Purpose & Capability: noteThe name/description (Gmail reader/manager) match the runtime instructions: all commands use the gog CLI and the documented env vars (GOG_ACCOUNT, ANTHROPIC_API_KEY for analyzer/responder, NOTIFY_CHANNEL for scheduler) make sense for the listed features. However, the registry-level 'Required env vars' field is malformed ([object Object]) which is inconsistent with the SKILL.md files and suggests a metadata/packaging error that should be fixed.
Instruction Scope: concernThe SKILL.md instructions go beyond simple read-only queries: they show how to configure OAuth credentials (client_secret.json), read and write local OpenClaw files (~/.openclaw/openclaw.json, HEARTBEAT.md, ~/.openclaw/workspace/email_audit.log, prompts_log.md), and set up cron/heartbeat jobs and notification channels. Organizing/deleting commands include examples of destructive batch operations (trash/delete) — the organizer doc mandates user confirmation, but the skill's ability to create scheduled automation and write configs means it can enable persistent background actions. The analyzer/responder parts also instruct sending email content to an external AI service (Anthropic) unless privacy_mode is enabled. These behaviors are within the skill's purpose but increase impact and require explicit user consent and careful configuration.
Install Mechanism: noteInstall uses a Homebrew formula: steipete/tap/gogcli which produces the gog binary. A brew tap is a standard install path; however it is a third-party tap (not the main Homebrew core). This is a moderate-risk install source compared with an official project/tap — you should inspect the tap/formula source before installing.

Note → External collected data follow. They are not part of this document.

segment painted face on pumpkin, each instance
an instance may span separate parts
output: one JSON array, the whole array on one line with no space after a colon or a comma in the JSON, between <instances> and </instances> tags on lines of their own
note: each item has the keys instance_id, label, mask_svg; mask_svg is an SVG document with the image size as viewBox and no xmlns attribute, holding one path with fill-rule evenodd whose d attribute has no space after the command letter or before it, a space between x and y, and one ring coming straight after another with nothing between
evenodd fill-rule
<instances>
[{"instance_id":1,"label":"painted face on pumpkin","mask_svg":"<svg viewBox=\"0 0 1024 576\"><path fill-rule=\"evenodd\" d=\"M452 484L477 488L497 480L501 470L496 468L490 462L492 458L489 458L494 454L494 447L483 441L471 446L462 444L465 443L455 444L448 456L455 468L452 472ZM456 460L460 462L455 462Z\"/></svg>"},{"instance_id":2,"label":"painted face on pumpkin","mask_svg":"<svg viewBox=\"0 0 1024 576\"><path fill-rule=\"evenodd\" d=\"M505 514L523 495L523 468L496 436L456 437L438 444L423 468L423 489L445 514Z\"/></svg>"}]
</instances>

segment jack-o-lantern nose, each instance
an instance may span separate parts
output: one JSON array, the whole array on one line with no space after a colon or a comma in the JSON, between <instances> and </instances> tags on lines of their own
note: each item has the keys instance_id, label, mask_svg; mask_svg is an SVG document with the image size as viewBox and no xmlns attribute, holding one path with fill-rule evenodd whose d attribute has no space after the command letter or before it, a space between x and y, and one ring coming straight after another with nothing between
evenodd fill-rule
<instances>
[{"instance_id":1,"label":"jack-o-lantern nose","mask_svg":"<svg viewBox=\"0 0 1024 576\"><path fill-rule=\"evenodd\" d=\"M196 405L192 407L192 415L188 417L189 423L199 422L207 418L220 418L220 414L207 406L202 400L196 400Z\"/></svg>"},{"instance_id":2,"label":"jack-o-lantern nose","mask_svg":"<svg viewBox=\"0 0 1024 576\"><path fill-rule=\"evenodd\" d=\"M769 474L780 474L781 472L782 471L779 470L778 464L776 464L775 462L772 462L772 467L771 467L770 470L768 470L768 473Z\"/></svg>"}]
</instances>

Credentials: concernRequested environment/config access in SKILL.md (GOG_ACCOUNT, optional ANTHROPIC_API_KEY, NOTIFY_CHANNEL) is justified by the skill features. Concerns: (1) SKILL registry metadata is malformed and doesn't clearly list the required env vars; (2) the skill requires OAuth client credentials (client_secret.json) and instructs running 'gog auth credentials /path/to/client_secret.json' — that requires access to a local secrets file; (3) analyzer/responder will send email content to an external AI API (Anthropic) unless privacy_mode is enabled, so providing that API key allows email contents to be sent to a third-party. These are proportionate only if you knowingly provide them.
Persistence & Privilege: noteThe skill is not always-enabled and does not request elevated platform privileges, but it documents how to add cron jobs and heartbeat entries (scheduled background checks and notifications) and to write audit logs and prompt-detection logs. That gives it a persistent effect once enabled. The SKILL.md generally recommends confirmations for destructive actions and asks the user before activating scheduled jobs, but you should confirm whether the agent or the install routine will modify configs automatically or only provide instructions.